Una gratitud sin límites lo embarga. ¡Cuán libremente llegó la abundancia de la vida cuando uno dejó de esforzarse por ella! ¡Cuán ampliamente se volvió radiante el amor cuando uno renunció a la ambición personal! ¡Cuán fácilmente encontró uno el universo cuando uno lo perdió todo! Pero entonces no había necesidad de huir a tierras extranjeras con tu elegido para ser despreocupado y libre, si podías caminar solo por el camino polvoriento, más pobre que el mendigo más pobre, más rico en miembros que el príncipe más rico. No había necesidad de escribir disertaciones ni de endeudarse, de perseguir certificados amarillentos y puestos de trabajo decadentes para saldar la deuda con la vida. ¡Deja que la vida te lleve, haz lo que te diga, incluso vuela en un rayo de sol e incluso vive debajo de un barco! Cada mar tenía olas centelleantes, cada bosque tenía árboles zumbantes, cada país tenía sol y aire, cada aldea tenía gente y almas humanas, llenas de la vibración dolorosa y hirviente de la diversidad de la vida, que obligaba al movimiento eterno. Simplemente sigue adelante...

Inari se desvía hacia el lado de un acantilado boscoso. Ve peligros por todas partes: colinas, caminos, casas rojas, molinos, valles frondosos y arroyos sinuosos. Sus ojos están llenos de la belleza del mundo.

Se tumba sobre la hierba fragante.

Es bueno para él.
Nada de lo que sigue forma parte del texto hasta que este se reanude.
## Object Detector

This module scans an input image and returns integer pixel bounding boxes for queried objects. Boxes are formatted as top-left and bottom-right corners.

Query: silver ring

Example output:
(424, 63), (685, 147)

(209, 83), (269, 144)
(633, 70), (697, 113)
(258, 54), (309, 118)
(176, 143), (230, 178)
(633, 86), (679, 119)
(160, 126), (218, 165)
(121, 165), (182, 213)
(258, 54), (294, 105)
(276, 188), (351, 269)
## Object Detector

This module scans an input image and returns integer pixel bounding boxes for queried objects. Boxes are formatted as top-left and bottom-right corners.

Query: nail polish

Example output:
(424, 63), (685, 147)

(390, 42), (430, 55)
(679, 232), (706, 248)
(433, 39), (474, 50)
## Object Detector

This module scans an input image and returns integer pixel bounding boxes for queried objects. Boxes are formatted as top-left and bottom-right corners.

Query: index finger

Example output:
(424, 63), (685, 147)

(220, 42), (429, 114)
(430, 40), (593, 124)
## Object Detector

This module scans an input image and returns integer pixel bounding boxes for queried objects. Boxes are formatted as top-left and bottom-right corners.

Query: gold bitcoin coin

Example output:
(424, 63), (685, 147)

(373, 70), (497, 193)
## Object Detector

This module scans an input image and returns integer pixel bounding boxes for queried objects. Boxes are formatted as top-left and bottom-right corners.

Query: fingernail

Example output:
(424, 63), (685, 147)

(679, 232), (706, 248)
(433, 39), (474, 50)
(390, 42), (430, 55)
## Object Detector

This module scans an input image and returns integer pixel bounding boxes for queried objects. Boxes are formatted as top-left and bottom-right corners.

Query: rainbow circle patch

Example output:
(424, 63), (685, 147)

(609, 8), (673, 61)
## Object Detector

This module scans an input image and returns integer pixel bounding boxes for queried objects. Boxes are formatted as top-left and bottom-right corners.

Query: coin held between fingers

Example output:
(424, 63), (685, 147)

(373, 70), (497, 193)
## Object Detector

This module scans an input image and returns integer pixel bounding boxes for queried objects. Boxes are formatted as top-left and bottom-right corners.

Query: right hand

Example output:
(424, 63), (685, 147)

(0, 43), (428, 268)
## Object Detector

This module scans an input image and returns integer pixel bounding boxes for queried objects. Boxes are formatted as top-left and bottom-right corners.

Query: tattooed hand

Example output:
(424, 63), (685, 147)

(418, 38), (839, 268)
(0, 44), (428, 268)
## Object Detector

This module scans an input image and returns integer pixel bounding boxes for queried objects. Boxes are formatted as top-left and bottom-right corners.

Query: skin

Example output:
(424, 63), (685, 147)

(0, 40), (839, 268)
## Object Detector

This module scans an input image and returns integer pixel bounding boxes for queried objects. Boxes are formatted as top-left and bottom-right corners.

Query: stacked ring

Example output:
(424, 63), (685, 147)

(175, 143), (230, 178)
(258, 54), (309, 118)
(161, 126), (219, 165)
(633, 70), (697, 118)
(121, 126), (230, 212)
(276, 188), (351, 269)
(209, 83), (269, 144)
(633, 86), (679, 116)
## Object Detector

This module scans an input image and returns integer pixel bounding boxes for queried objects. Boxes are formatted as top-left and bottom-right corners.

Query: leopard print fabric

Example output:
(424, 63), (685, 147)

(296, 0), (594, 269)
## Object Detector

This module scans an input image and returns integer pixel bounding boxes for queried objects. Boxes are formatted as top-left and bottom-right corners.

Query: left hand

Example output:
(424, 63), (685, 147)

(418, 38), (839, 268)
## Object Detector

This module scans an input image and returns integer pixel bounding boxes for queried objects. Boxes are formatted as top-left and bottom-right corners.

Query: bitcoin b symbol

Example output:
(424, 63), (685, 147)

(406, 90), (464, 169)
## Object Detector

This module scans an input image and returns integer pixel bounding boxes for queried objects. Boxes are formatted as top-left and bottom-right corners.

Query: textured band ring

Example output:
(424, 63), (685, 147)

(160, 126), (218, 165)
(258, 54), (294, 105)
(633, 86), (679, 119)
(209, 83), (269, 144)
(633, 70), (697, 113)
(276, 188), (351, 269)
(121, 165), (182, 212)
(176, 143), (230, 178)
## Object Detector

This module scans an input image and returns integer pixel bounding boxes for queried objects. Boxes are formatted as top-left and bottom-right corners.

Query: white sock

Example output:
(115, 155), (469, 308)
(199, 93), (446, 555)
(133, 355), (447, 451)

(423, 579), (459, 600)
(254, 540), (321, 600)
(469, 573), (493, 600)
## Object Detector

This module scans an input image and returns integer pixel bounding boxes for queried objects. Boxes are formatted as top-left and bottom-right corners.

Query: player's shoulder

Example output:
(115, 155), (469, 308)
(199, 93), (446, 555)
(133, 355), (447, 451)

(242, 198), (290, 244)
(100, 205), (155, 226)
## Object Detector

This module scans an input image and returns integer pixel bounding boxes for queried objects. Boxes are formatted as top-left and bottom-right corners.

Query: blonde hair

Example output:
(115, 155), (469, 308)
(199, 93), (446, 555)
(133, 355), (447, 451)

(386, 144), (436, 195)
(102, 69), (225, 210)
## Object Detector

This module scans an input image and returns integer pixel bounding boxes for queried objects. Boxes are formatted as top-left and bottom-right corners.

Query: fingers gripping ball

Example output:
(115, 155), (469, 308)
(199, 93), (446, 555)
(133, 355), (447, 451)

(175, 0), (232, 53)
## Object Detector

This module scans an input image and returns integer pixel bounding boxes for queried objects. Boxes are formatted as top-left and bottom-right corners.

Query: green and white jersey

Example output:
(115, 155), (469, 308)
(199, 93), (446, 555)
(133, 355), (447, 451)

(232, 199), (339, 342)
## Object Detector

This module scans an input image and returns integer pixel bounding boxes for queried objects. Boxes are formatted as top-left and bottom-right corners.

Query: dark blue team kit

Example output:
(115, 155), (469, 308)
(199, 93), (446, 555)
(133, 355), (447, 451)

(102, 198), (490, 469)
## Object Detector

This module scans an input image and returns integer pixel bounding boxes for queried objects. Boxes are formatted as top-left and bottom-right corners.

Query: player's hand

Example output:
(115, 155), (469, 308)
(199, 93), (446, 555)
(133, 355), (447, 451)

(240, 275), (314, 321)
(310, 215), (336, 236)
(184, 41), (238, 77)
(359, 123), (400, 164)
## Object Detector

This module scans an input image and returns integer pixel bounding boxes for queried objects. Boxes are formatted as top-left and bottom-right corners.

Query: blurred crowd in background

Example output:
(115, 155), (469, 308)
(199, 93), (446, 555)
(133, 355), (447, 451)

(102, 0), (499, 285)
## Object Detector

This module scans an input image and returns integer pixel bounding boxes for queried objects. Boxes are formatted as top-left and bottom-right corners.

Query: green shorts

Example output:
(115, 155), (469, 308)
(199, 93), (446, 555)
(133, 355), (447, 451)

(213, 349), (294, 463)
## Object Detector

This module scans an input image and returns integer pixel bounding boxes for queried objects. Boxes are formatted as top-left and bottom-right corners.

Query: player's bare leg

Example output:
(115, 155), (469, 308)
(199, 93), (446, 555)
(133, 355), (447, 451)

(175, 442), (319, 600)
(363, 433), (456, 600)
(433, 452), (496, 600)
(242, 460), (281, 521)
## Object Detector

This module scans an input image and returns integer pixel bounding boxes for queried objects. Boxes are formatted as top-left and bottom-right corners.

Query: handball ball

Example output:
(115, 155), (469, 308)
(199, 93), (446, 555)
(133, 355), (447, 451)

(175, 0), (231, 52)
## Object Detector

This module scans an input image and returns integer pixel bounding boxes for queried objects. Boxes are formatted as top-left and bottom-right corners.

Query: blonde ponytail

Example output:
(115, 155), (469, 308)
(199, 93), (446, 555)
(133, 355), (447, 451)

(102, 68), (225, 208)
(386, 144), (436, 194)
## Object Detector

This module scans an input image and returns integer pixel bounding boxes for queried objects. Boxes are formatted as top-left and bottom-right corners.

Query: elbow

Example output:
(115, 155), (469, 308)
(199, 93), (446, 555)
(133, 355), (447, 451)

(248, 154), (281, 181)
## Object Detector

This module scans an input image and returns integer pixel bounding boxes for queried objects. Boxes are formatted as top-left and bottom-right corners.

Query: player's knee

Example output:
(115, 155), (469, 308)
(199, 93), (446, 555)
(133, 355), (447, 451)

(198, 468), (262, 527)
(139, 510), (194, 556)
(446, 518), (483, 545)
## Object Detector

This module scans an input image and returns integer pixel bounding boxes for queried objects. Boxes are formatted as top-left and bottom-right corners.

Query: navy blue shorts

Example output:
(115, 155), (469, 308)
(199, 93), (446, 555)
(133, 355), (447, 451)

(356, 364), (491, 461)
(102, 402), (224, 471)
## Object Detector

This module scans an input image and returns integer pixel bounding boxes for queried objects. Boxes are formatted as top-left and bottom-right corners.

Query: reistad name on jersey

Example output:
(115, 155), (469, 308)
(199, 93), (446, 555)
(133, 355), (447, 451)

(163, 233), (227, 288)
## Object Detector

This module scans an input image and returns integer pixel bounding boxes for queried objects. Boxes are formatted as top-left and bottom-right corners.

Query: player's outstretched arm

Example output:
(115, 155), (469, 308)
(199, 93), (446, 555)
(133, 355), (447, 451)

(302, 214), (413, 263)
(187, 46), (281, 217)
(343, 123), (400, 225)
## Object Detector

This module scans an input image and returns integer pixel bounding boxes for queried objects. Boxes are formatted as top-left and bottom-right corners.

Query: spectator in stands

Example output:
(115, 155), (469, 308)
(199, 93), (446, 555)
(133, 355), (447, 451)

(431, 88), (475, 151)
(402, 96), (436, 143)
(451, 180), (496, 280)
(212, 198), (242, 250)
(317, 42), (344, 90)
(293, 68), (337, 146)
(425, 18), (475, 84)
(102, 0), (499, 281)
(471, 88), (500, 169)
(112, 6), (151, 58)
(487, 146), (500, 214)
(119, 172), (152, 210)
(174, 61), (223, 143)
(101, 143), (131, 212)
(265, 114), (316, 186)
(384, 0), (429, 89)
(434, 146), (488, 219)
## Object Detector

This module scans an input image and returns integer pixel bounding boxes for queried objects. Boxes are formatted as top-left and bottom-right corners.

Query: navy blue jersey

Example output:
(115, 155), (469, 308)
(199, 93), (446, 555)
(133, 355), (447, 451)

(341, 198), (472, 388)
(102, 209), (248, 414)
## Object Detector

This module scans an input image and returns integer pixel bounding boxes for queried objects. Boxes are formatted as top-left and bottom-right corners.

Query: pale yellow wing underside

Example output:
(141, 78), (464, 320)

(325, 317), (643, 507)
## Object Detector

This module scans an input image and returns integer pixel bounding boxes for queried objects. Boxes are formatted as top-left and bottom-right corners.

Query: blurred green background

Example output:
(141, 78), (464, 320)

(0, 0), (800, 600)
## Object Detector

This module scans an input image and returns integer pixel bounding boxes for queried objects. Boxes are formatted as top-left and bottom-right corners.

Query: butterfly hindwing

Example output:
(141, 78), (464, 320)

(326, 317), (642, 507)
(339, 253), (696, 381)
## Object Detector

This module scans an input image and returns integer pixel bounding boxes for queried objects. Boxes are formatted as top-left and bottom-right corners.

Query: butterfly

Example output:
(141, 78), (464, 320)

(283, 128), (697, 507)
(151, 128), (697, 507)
Él realmente no piensa en nada. Las imágenes simplemente fluyen a través del cerebro de manera suelta, flotando caprichosamente en la frontera entre la existencia y la no existencia.

Parece estar caminando hacia el amanecer, a lo largo de una larga carretera. Y Porkka viene hacia nosotros... Se detienen, se miran y una gran alegría y amor brilla en sus ojos...

Ya no quieren poseerse el uno al otro, sino que se obtienen de sí mismos. Son experimentados y gentiles, e inofensivos como niños, tan felices como lo fueron antaño Alvia e Inari en las orillas del Mediterráneo, pero mucho, mucho más bellos.

Se dicen el uno al otro:

— Eres completamente bueno y por lo tanto todo lo que has experimentado es completamente bueno. ¡Bendita sea la vida que te crió! ¡Es bello, bueno y sabio porque te ha hecho tan bello, bueno y sabio!

Las fotos siguen en camino...

Inari yace en la hierba con los ojos cerrados. Juega con una brizna de hierba y sonríe mientras duerme.

Él yace allí como si hubiera sido arrojado accidentalmente a un lado del camino por un carruaje que pasa, medio dormido, sin sentir dolor ni ganas de vivir...

Él sólo quiere bendecir todo y a todos: Porkka, Naima,
Alvia... y su propio corazón insaciable.

El sol brilla, las flores florecen, la hierba primaveral se extiende como un delicado velo de seda debajo de él. El país es tan querido y seguro.

Es bueno estar en Inari. Nada puede perturbarte más. Y le parece que sería igual de bueno si se tumbara allí tres codos más abajo.